Focus sur un beatmaker – Myth Syzer

On ne sait pas vous, mais nous, on se pose souvent la question de ce qu’est un bon morceau de rap. Ou plutôt : qu’est-ce qui fait un bon morceau de rap ? Un MC technique aux flows étourdissants ? Un message qui pousse à remettre en question l’ordre établi ? Une ou deux bonnes punchlines qui fracassent le crâne au détour d’un couplet ou tout simplement le moment où le morceau entre dans une vie ? On suppose que toutes ces réponses ont leur part de vrai et leur part de faux. Pour nous, la réponse dont la part de vrai serait la plus importante serait sans doute : l’alchimie entre l’instrumentale et le rappeur.

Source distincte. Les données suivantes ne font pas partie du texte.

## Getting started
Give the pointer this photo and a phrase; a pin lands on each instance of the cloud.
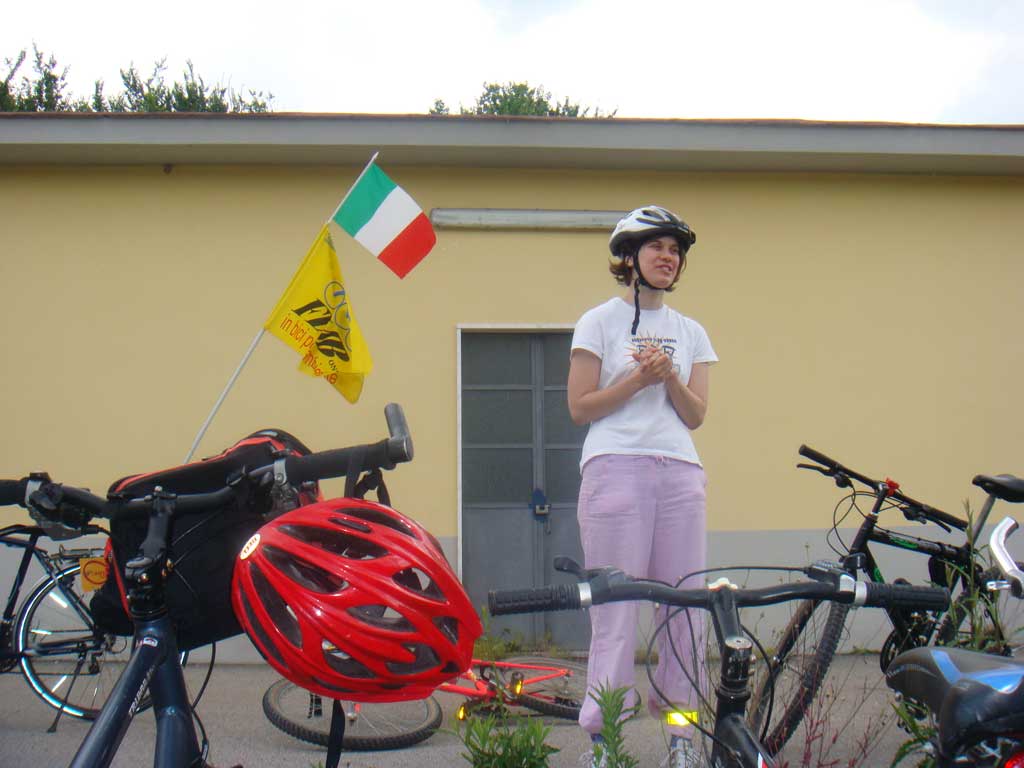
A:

Combien de vos morceaux préférés perdraient-ils une partie de leur intérêt s’ils n’étaient pas posés sur ce sample incroyable qui vous a fait vous lancer dans une recherche effrénée à travers tout Internet, demander conseil à votre disquaire préféré et surtout, exploser le bouton repeat ? Combien n’auraient même pas attiré votre oreille si vous n’aviez pas été fascinés par l’imbrication de la musique et de la voix du emcee ? En ce qui nous concerne : beaucoup. C’est précisément sur cet aspect musical que se focalisera ce nouveau dérivé de « Focus sur… »  qui, comme son nom l’indique, sera consacré aux beatmakers.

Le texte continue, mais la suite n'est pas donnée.